I want to be quite perfect with Sergius—no meanness, no smallness, no deceit. My relation to him is the one really beautiful and noble part of my life.

Related Characters: Raina Petkoff (speaker), Captain Bluntschli, Major Sergius Saranoff
Page Number: 39
Explanation and Analysis:

Sergius and Bluntschli have been working together at the desk in the library; when they are finished, Sergius and Major Petkoff depart to deliver the orders, leaving Raina and Bluntschli alone. Raina tells Bluntschli that if Sergius finds out that she hid him when he climbed onto her balcony, Sergius would kill him. Bluntschli clearly finds this idea ludicrous, which angers Raina. In this passage, Raina stresses that she wants there to be "no meanness, no smallness, no deceit" in her relationship with Sergius. Although Raina's feelings for Sergius seem to be earnest, her words are rendered hollow by the fact that there is already clearly deceit in their relationship. Both Raina and Sergius have been lying to each other throughout the play. 

Raina's claim that her relationship with Sergius "is the one really beautiful and noble part of my life" is typically melodramatic in its romanticism. It also emphasizes the lack of sovereignty and agency Raina has over her own life. Rather than being fulfilled by her own thoughts and desires, Raina lives for her relationship to Sergius, whom she idealizes as a perfect, manly hero. 

How easy it is to talk! Men never seem to me to grow up: they all have schoolboy’s ideas. You don’t know what true courage is…I would marry the man I loved, which no other queen in Europe has the courage to do...You dare not: you would marry a rich man’s daughter because you would be afraid of what other people would say of you.

Related Characters: Louka (speaker), Major Sergius Saranoff
Page Number: 45
Explanation and Analysis:

Nicola has offered Louka some of the money Sergius gave him, but she has refused, telling him that he is more of a servant than a husband. Nicola leaves, and Sergius enters. Louka questions whether Sergius is actually courageous; when Sergius insists that he is, Louka responds by telling him "you don't know what true courage is," because he is choosing to marry "a rich man's daughter" rather than Louka, the woman he loves. Here Louka emphasizes her resolutely principled attitude to the world, suggesting that she is the moral centre of the play. Although she loves Sergius, she does not speak to him with the over-the-top romantic words of Raina. Rather, she addresses him harshly, holding him to account for his hypocritical behavior. 

This passage also contains an important claim about the true nature of courage. According to the traditional, romantic ideals that characterize the society depicted in the play, courage consists of masculine, patriotic acts, such as boldly fighting for one's country. Louka, however, suggests that these are "schoolboy's ideas," and that real courage consists of daring to live and love honestly, committing oneself to the principle that all people are equal, and not adjusting one's behavior to the expectations of others. 

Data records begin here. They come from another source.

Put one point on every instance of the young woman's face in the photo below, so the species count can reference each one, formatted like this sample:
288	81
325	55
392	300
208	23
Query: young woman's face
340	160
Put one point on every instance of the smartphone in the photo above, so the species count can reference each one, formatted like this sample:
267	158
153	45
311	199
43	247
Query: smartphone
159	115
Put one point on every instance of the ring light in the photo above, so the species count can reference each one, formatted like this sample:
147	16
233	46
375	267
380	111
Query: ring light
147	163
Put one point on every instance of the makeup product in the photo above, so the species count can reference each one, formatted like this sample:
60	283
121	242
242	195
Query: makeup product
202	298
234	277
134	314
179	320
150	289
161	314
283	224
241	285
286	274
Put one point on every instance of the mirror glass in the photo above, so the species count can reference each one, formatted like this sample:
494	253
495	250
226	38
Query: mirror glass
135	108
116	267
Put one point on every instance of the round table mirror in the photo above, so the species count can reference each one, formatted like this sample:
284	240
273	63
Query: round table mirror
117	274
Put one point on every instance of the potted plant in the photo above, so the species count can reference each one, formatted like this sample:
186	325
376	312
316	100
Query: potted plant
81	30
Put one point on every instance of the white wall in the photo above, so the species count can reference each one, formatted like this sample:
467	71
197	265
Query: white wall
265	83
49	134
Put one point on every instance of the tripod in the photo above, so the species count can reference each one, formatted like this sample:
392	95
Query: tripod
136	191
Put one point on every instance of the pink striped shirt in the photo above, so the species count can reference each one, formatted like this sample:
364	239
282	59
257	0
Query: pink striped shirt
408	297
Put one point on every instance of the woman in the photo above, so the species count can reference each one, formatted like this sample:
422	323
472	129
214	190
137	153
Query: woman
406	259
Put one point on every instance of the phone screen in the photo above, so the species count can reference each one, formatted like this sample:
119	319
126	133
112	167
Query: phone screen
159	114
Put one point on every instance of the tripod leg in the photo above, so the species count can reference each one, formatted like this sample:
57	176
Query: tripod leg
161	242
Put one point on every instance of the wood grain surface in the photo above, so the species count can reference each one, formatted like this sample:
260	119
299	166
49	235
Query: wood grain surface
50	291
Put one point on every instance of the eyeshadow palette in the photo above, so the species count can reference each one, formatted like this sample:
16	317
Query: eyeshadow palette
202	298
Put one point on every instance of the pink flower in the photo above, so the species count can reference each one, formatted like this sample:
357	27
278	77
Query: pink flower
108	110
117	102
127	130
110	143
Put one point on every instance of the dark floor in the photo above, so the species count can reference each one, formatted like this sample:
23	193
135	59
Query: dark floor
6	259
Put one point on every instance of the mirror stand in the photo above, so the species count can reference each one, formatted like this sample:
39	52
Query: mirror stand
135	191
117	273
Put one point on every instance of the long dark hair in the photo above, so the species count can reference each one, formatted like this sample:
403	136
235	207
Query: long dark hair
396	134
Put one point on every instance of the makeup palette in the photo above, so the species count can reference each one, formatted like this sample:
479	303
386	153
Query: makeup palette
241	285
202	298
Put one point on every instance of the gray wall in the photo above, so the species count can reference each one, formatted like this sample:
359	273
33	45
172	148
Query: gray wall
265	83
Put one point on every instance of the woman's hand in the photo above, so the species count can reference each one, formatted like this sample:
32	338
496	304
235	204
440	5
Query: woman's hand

The world is not such an innocent place as we used to think.

Related Characters: Major Sergius Saranoff (speaker), Raina Petkoff, Louka
Page Number: 51
Explanation and Analysis:

Sergius, Bluntschli, Raina, and Louka have slowly revealed their secrets to one another. Major Petkoff enters, and everyone tries to pretend that everything is normal. However, when Raina tries to steal the portrait from Major Petkoff's jacket pocket, he reveals that he has already seen it, and asks if she regularly sends "photographic souvenirs to other men." Sergius replies that "the world is not such an innocent place as we used to think." These words confirm the idea that Sergius and Raina were indeed a "couple of grown-up babies," caught up in childish fantasies that obscured the true nature of reality. As Sergius's statement suggests, honesty is the only way to destroy these illusions, which may appear "innocent" but which in fact consist of false performances and deceit.